Of all the things I am thankful for during our time in China, those are certainly two of the biggest.

The Chinese land in Africa

In preparation for our trip back to SA, and to try and include her in the transition process, we taught Zipporah about "Africa" - pronounced in her world "Affuka" at the time. We told her about the aeroplane we would take, we mentioned the list of family we would see when we arrived, and we explained how Ayi was from China and would therefore be staying behind :(

It's now been a month since left Beijing and as many of you know it has been a busy month indeed. The transition has not been easy for any of us and we are all missing Ayi Lisa. Our 'Chinese-ness' has also shown up in the weirdest of ways - for example my daughter still doesn't constitute being in the back garden as outside, because in China we went out the front door when we went outside, so outside must entail walking out the front door and being in the streets (and so she demands this here now too!) Another quirk has been in our navigation. Although I am actually from Johannesburg you would never be able to tell by the amount of times I get lost these days! And then there is the grocery stores which take me right back to those first days in Beijing when I cried because I couldn't read anything or know what things looked like/were called. I find myself wandering the aisles of Checkers trying to find the ingredients I got used to cooking with in China, and I often leave without my shopping list completed because I don't know where to find something or what it should cost/looks like. Shameful I know.
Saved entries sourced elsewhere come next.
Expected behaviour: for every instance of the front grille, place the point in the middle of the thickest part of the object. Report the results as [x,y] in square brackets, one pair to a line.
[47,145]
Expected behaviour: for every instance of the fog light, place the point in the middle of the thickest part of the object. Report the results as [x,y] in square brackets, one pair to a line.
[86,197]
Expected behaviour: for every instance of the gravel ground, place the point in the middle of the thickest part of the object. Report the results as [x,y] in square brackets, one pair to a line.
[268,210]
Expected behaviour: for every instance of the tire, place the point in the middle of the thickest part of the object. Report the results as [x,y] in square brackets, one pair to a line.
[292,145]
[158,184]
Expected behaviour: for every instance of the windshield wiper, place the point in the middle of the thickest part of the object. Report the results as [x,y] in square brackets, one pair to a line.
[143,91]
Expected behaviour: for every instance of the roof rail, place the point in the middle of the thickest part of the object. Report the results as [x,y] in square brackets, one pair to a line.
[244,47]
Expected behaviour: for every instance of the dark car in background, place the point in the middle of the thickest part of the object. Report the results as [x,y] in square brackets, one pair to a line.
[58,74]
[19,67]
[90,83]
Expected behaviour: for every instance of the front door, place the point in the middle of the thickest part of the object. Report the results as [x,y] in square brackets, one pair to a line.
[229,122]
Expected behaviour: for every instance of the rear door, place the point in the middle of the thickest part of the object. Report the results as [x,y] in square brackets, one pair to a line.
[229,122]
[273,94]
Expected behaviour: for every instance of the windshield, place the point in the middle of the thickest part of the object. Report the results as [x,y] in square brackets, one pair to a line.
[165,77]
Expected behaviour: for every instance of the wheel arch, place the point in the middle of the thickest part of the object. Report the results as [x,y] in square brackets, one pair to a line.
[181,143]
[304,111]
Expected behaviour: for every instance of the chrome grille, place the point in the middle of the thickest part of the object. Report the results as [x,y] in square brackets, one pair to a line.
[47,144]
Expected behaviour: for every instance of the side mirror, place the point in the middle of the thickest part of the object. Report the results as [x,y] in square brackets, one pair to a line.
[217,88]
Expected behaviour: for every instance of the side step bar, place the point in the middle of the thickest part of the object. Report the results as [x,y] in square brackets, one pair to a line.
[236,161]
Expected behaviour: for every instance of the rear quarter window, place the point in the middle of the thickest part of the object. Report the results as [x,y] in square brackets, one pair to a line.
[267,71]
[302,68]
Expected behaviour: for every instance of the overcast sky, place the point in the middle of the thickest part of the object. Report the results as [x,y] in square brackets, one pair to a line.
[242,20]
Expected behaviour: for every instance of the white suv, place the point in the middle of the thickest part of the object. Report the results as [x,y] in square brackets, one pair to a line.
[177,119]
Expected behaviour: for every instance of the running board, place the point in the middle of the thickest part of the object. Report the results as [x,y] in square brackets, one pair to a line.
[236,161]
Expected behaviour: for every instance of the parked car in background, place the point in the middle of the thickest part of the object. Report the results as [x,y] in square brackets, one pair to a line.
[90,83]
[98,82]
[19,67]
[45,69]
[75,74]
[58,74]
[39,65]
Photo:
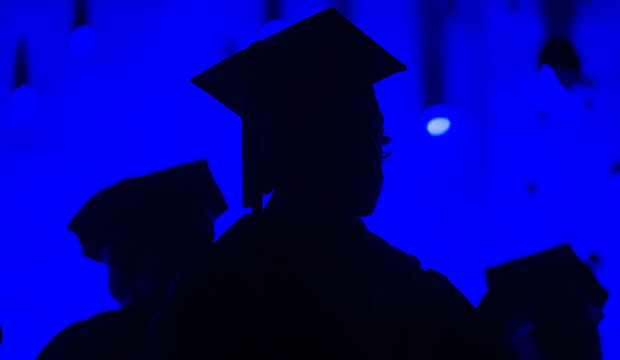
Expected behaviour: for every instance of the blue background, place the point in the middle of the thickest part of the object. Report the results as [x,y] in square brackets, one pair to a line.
[113,100]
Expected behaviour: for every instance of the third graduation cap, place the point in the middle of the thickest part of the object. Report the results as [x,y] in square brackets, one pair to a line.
[323,44]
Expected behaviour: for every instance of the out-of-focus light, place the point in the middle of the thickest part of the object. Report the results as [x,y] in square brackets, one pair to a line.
[24,102]
[438,119]
[83,40]
[272,27]
[438,126]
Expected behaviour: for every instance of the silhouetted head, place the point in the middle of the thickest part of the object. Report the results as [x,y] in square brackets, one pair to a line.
[547,306]
[323,149]
[144,228]
[312,127]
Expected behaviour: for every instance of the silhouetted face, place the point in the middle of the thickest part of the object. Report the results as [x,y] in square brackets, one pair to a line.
[337,154]
[138,279]
[352,154]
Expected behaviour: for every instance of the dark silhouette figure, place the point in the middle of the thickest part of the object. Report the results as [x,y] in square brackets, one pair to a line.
[545,307]
[304,278]
[144,229]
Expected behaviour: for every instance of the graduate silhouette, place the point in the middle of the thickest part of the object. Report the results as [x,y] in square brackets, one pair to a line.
[303,278]
[545,307]
[144,229]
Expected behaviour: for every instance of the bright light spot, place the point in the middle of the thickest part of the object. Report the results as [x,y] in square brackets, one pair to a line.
[83,40]
[439,118]
[24,102]
[438,126]
[272,27]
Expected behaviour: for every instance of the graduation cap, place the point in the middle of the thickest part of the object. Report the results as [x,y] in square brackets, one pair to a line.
[172,202]
[546,272]
[321,52]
The difference is that in Beijing I had an excuse for looking like an idiot - I didn't speak the language and foreigners can get away with a lot more than locals. Here, I look and sound like everyone else, but I am just as clueless as I would be on Mars. I don't know where to park, where to pay, who to go to and who sells what around here, hence it is taking a while to find my bearings.

When people ask me how we're finding life in Johannesburg I usually reply by saying that I have not yet arrived in Jhb - my shipment is still sailing to Durban harbour and on most days I feel like I too am floating somewhere over the Indian Ocean. We are not yet settled, but it is good to be here. We are taking things one day at a time and I am happy to say that the children are doing remarkably well. They are really enjoying life in "Affaka" - having lots of time with their cousins, playing with animals and being outside despite the cold (because lets just be clear for all those Joburg wimps, winters here are mild!)

Kyle's job is going very well too and he is going to be pioneering relations with the Chinese construction companies in Africa which is very exciting stuff and just up his ally. This is very important work we believe given the growing distaste for the Chinese in Africa and he feels privileged to be working with such a forward-thinking company.

And when I get this shopping thing down, I will also be feeling happier in SA. Until then, please forgive this bumbling idiot from Beijing who may look like you, but feels more like a China-women!